Danger of normalization
Wiebke Fuchs, district representative for the Left, sees the problem in the everydayness and normalization of alcohol: “The supermarket is a place you can’t avoid,” she says. Especially in such everyday places it should be easier for those affected to avoid alcohol.
In addition to behavioral prevention, the MP also wants to strengthen relationship prevention: “We should design our environment in such a way that it doesn’t get alcoholic people into trouble.” Because the responsibility does not just lie with the individual. “Addiction is the opposite of freedom,” says Fuchs.
In addition, placing alcohol between sweets and chewing gum leads to a normalization of the intoxicant. It is suggested to children and young people that the alcohol found among the whining products posted there for children poses a comparatively little health risk, as do the other products lined up there.
The Left and Volt factions have now applied to the district assembly to raise awareness among local food retail chains about setting up alcohol-free checkouts. The background to the application is the “Alcohol-free cash registers campaign”, which has been campaigning for the implementation of the demand since 2024 with the help of petitions, lectures, letters to supermarkets and on social media.
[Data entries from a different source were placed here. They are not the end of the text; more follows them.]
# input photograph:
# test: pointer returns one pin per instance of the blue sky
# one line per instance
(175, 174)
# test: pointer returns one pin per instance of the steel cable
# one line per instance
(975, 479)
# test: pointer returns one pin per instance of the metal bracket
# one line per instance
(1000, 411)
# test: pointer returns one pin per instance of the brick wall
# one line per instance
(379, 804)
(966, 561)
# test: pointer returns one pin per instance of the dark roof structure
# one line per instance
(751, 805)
We should design our environment so that it does not cause trouble for alcoholic people
Wiebke Fuchs, The Left Hamburg-NorD
It is important for both the initiators of the campaign and the Left and Volt factions to emphasize that this is not about a ban on alcohol, but rather about the responsible use of alcohol.
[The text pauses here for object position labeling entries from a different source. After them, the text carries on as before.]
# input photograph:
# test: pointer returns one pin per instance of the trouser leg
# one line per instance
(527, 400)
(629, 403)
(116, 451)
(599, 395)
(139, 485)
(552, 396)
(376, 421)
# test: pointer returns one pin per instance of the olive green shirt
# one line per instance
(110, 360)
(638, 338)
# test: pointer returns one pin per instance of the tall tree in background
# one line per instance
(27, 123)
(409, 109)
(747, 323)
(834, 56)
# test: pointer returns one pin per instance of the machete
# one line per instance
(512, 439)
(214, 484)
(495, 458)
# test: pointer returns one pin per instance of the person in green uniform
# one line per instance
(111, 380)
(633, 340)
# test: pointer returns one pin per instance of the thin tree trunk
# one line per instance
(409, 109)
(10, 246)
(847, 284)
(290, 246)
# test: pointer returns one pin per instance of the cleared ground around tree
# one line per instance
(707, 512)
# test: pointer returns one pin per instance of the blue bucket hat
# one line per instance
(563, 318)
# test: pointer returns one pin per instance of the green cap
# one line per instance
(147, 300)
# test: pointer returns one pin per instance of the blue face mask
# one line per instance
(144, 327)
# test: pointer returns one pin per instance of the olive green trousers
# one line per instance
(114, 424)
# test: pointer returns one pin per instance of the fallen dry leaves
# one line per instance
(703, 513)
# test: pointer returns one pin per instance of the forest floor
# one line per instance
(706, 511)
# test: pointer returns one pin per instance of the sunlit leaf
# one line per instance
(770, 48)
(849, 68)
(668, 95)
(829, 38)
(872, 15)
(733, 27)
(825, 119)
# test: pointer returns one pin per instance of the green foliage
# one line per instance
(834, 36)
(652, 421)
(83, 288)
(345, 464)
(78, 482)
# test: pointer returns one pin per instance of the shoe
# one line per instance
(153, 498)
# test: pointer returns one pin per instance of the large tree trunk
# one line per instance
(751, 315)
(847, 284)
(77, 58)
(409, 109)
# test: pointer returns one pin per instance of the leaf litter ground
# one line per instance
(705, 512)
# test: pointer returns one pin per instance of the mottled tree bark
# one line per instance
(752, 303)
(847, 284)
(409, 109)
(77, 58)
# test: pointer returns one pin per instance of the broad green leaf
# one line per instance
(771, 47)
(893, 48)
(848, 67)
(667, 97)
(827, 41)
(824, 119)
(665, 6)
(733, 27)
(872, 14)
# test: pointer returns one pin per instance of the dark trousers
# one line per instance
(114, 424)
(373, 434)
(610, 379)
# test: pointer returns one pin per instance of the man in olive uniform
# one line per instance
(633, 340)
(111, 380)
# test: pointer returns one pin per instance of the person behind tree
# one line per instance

But the district assembly rejected the application by a majority on Thursday evening. Wiebke Fuchs sees the reason for this in the explosiveness of the topic. “Discussion is often easier on other topics of relationship prevention,” she says. “But the topic of addiction is very morally charged.” She still wants to pursue the initiative to remove alcohol from the checkout area.
In response to a request from the four large food companies Aldi-Nord, Lidl, Rewe and Edeka, only Rewe wanted to comment on the request. The group sees no need for action. “Alcohol as an impulse purchase item now plays no or only a very small role in the range of prepayment zones,” said Rewe. “This may vary from market to market within our cooperative structure.” There are practical reasons for the placement there: “Since the items offered there are all so small, they don’t fit into the organization system of the classic market shelves, for example.”
Only Rewe responded to the parties’ request that the companies voluntarily remove the schnapps from the shelves and offered another argument: removing the bottles from the checkout area increases the risk of pickpocketing – another problem that, according to Wiebke Fuchs, could be solved differently.
In addition, the initiators are definitely willing to compromise: it would be a step in the right direction to set up a checkout without whining goods in each supermarket that customers could use. Another option would be to store alcohol behind the cash register, in the cordoned off areas where cigarettes and tobacco products are also stored.